There is a wide variety of options for key transfer systems:
- The key may release several other keys for different doors.
- They key may also be used to enable operation of a switch for safe shut-down of a machine section etc.
- The operating sequence can be controlled closely, and delays be integrated to allow machinery to come to a complete standstill before access.
- Electronic keys may be used, which are presence-sensed.
- Electronic keys may not switch the machine off completely, but enable some operating modes in the machine, while disabling others.
- Electronic keys may be assigned to staff with different qualifications and access right levels.
Emergency stop
Emergency stop is generally considered a selectable safeguarding measure, but it is not.
Emergency stop is a required additional function.
The Machinery Directive and Machinery Regulation both say:
“The emergency stop function must be available and operational at all times, regardless of the operating mode. Emergency stop devices must be a back-up to other safeguarding measures and not a substitute for them.” (MD Annex I/MR Annex 3 section 1.2.4.3)
The only exceptions are:
- The machine is hand-held and letting go of its control button will cause stop anyway.
- An emergency stop in a machine would not reduce the risk.
The stop categories
Emergency stop comes in two so-called “stop categories”:
- 0 – The emergency stop causes immediate disconnection of all drives of hazardous movements from their energy sources
- 1 – The emergency stop causes a controlled stand-still of the drive (usually by applying brakes). It may also trigger a function achieving safety. Once the desired condition is reached, all drives are disconnected from their energy sources
EN/IEC 60204-1 also describes a stop category 2, but it must not be used for emergency stop.
Emergency switching off
This term is not used very often. It refers to an emergency stop circuit with electromechanical components only.
Until the late 1980s all safety-related control functions were achieved by electromechanical switchgear. Today however, we are using all kinds of electronic and even microprocessor-controlled safety devices, often even controlled by software. Today however, we are using all kinds of electronic and even microprocessor controlled safety devices, often controlled by software.
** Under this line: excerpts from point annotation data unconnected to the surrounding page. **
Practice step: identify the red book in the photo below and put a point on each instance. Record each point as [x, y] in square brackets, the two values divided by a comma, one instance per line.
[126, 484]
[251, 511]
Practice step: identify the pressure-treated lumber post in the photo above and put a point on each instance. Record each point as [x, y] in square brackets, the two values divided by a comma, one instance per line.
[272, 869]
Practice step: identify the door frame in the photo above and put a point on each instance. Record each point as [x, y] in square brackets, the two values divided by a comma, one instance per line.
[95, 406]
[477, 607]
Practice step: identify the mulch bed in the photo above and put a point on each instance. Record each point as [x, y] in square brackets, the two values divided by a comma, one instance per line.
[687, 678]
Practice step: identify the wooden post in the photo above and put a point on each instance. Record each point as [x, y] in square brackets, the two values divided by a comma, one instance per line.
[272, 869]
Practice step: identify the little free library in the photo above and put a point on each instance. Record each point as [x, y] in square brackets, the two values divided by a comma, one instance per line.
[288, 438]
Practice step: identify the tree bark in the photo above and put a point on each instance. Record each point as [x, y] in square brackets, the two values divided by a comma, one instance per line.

Emergency switching off is different from emergency stop in two ways:
- It is always in stop category 0
- It must use electromechanic equipment only (no electronics and software allowed)
Normally, the only emergency switching off device on machinery today is the main switch. If it is meant for use in case of emergency, then it must be red and yellow. A black or gray main switch must not be switched off in case of emergency as this could prevent braking of hazardous movements.
The international standard for emergency stop devices is (EN) ISO 13850.